Pode-se comer "fast food" uma vez de 15 em 15 dias, no chamado «dia da asneira», mesmo para quem não esteja em dieta. Até porque faz bem à alma. A diversificação dos produtos apresentados, nomeadamente pela "McDonald's", passe a publicidade, melhorou muito nos últimos anos, disponibilizando sopas, sanduiches e saladas. Isto apesar de continuarem a figurar nos menus os produtos mais emblemáticos. Por exemplo, ao comer um "Big Mac" estamos a ingerir, mais o refrigerante e as batatas fritas, para cima de 1000 calorias.

Se pouco há a fazer quanto às tentações alimentares que nos rodeiam, que medidas concretas, especialmente ao nível preventivo, podem ser tomadas para combater a tendência para a obesidade nos jovens?

Combate-se com uma alimentação mais saudável e com muito desporto.
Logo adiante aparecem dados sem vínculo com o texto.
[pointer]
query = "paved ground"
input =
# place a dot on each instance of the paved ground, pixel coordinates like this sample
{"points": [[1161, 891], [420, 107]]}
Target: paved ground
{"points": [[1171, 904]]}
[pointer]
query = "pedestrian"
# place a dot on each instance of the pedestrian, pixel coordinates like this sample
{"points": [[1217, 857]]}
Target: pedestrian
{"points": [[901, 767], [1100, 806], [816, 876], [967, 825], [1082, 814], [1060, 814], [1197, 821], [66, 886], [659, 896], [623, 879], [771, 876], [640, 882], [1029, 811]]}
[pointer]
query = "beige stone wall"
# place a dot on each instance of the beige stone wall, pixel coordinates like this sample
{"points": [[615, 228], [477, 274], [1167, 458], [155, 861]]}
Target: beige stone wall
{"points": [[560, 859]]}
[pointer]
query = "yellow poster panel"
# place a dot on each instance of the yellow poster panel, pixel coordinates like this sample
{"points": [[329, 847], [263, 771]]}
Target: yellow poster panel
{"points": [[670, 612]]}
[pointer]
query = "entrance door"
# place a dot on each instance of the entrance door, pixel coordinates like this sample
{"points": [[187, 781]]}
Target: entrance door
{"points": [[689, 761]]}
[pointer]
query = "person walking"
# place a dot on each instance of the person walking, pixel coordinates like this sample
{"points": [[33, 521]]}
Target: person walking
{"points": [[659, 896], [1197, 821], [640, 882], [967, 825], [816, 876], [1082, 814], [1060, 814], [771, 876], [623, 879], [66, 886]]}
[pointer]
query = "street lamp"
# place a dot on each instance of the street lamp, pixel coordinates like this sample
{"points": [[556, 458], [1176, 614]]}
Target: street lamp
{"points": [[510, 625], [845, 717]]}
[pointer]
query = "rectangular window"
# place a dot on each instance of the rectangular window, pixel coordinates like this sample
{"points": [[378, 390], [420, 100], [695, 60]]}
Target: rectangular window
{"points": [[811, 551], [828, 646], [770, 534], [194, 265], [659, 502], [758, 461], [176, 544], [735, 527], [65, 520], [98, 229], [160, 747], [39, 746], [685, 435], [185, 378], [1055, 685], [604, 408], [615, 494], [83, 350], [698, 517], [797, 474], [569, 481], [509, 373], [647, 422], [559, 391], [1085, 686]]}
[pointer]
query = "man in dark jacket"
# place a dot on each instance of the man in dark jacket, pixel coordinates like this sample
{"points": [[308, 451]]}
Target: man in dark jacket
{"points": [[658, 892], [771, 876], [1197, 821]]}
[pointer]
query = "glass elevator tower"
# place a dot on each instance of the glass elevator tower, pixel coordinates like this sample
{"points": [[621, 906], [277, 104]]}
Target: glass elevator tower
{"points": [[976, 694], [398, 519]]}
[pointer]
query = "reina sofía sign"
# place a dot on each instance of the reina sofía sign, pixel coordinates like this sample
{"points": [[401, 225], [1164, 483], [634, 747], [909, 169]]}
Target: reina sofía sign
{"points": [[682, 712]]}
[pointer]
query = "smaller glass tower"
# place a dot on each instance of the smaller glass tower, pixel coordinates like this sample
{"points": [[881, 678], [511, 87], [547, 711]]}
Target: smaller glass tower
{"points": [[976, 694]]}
Como disse, as tentações é que não são fáceis de evitar. Eu vejo com os meus olhos que os alunos do Liceu Francês, nas Amoreiras, em Lisboa, passam os almoços enfiados numa conhecida cadeia de "fast food" mesmo em frente. É, pois, muito difícil, manter ordem nestas cabeças, a menos que os pais consigam a tarefa quase impossível de os controlar à hora do almoço, quando estão distantes dos seus filhos. A identificação juvenil é outro problema. Qual é o jovem que prefere comer um peixe grelhado, quando todos os seus colegas optam pela comida rápida?


Cara da Notícia

Dos 90 aos 58 quilos

As Regras de Ouro da Ágata copy.jpgNinguém diria, mas Ágata Roquette já pesou 90 quilos. Quando deixou a patinagem a balança indicava 58 quilos. Os distúrbios alimentares e muitos disparates depois, atingiu o que considerou ser o ponto de viragem. Falhou muitas tentativas de perder peso, mas o pedido de casamento do marido, em 2007, fê-la prometer que chegaria ao dia da boda em plena forma. E conseguiu.

Não entrou em medicina dentária e seguiu a via da nutrição. É licenciada em Ciências da Nutrição e Engenharia Alimentar pelo Instituto Superior das Ciências da Saúde - Sul. Hoje é autora de livros que são lidos por dezenas de milhares de portugueses e presença assídua em programas de televisão. Primeiro foi «A dieta dos 31 dias», em 2012. Já este ano editou «As regras de ouro de Ágata Roquette», ambos com a chancela da Esfera dos Livros.

Mesmo com o mercado livreiro em crise, os seus livros estão invariavelmente no top dos mais vendidos. O primeiro vendeu 40 mil exemplares, foi editado em Espanha com sucesso, e este para lá caminha. São um fenómeno de popularidade, como a jovem nutricionista, de apenas 31 anos.